4.3 Understanding the model features

Last but not least, Table 4 shows the top 10 phrases ranked by activation scores by convolutional filters in CNN model. We can see from the table that each filter tends to detect a specific pattern. For example, the first filter detects phrases containing the words “aortic stenosis”, while the second filter detects phrases highly related to ”hyperlipidemia”. While 3-grams ranked with the highest activation scores by convolutional filters tend to preserve certain words or phrases, 4-grams and 5-grams assigned with high activation scores, despite very centered around a specific symptom or medical event with different descriptions, are more flexible. For example, the first filter of 5-gram describes chest pain with various conditions such as substernal chest pain, sharp chest pain, onset heavy substernal chest pain and st elevation improved chest pain. We conclude that the convolutional filters or our CNN model are indeed extracting critical patterns for diagnosis, such as symptoms, lab tests, diseases, procedures and abnormalities. It is quite impressive how the CNN model learns to mimic the human clinician’s procedure diagnosis decision making.

5 Future work

A first direction of future work is to train a CNN model that can distinguish among more than 10 diseases. The fact that in this work our CNN model uses only 10 classes (corresponding to the 10 most frequently mentioned diseases in the MIMIC corpus) does by no means imply that it is not generalizable. We still have to take care of solving the problem of some diseases appearing and being diagnosed significantly more than others when training our model with more than 10 classes. Towards this end, we can use a slightly different loss function, where the parts of the loss pertaining to different diseases are weighted inversely proportional to the frequency of the respective diseases (penalizing mis-predictions of rare diseases more than mis-predictions of common diseases) and the total loss is a sum of these weighted losses.

A second direction of future work is to extend our CNN model so that it performs multi-label classification, predicting more than one diseases per clinical note or multi-task classification, predicting, in addition to the disease itself, significant factors such as mortality possibility or severity level of the disease.

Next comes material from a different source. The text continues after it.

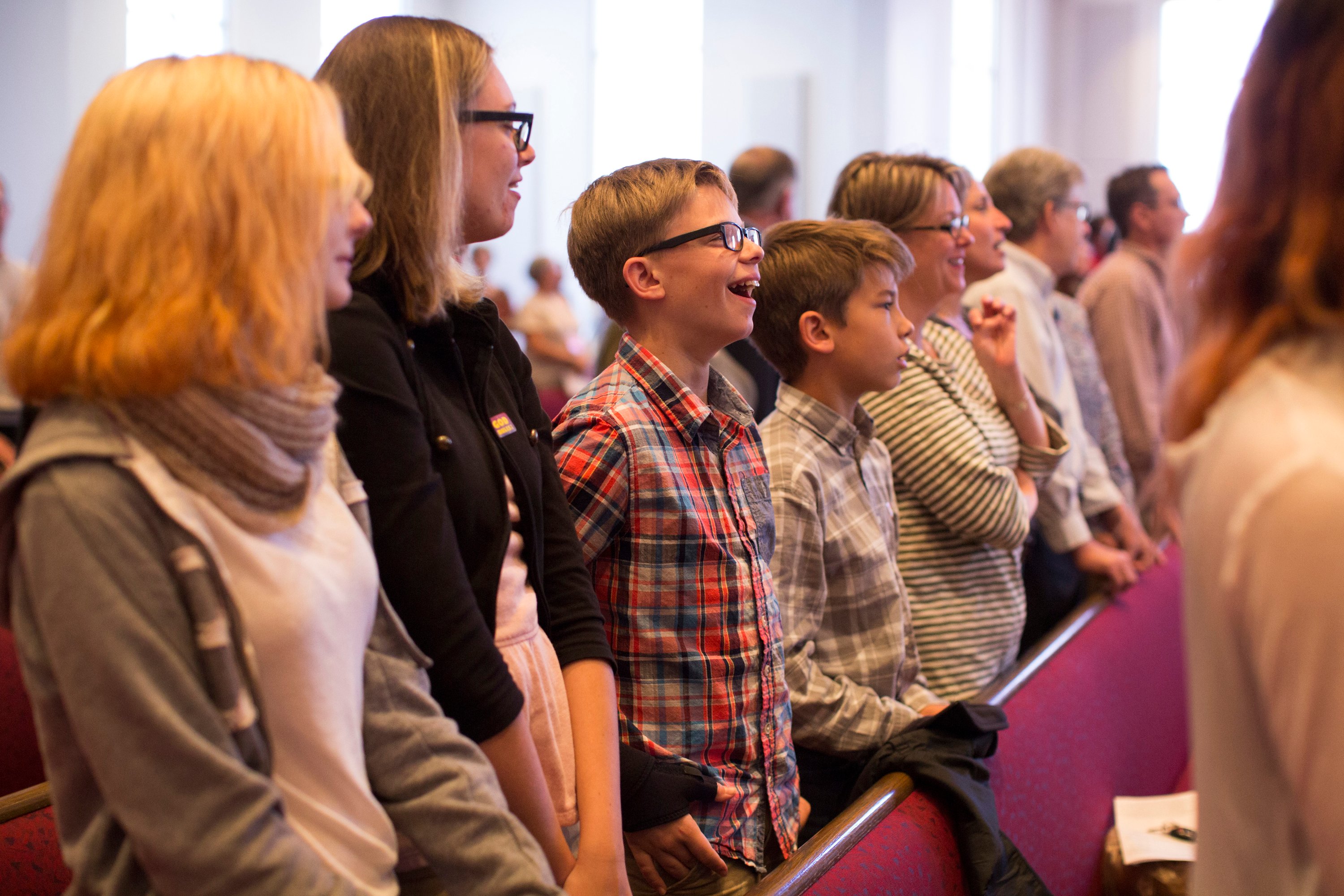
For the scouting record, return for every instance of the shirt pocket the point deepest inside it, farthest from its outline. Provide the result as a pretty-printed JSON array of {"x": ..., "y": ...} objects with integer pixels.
[{"x": 756, "y": 492}]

A third direction of future work would be to extend our CNN model so that it supports hierarchical disease prediction. A model that in addition to predicting pneumonia can specify the specific type of pneumonia such as aspiration pneumonia, bacteria pneumonia, hospital-acquired pneumonia, or community-acquired pneumonia for example, could provide a much more useful tool for diagnosis decision making. The performance and success of such a model that supports hierarchical disease prediction highly depends on training on a large corpus that contains adequate samples per disease type and subtype.

A fourth direction of future work is to train our model on a much larger clinical notes corpus, hoping that the benefits of using pretrained word embeddings for the initialization of the CNN model will become more evident. The word embeddings used by our model were trained on the MIMIC dataset that contains only 50000 documents, whereas state-of-the-art word-embedding models are usually trained on millions and billions of documents.

6 Conclusion

We have presented a novel data-driven technique for diagnosis prediction, that exploits convolutional neural networks’ ability to learn latent features. Unlike many existing works, such as  (Bond et al., 2012),  (Grady and Berkowitz, 2011),  (Ebell, 2010), and  (Achour et al., 2001)

we did not use any human designed rules (based on prior medical knowledge) for clinical notes’ feature learning. Our approach is flexible in the sense that it can be easily adapted to other datasets or employed in various clinical settings where data availability, characteristics, format and statistical distribution of text vary. Moreover, the fact that it is only based on a subset of the information that is available upon admission time, allows our method to integrate well with the clinical setting workflow and provide timely feedback to the clinician. The efficiency is further improved by the fact that our models can be trained end-to-end, without specific need for fine-tuning hyperparameters of individual components.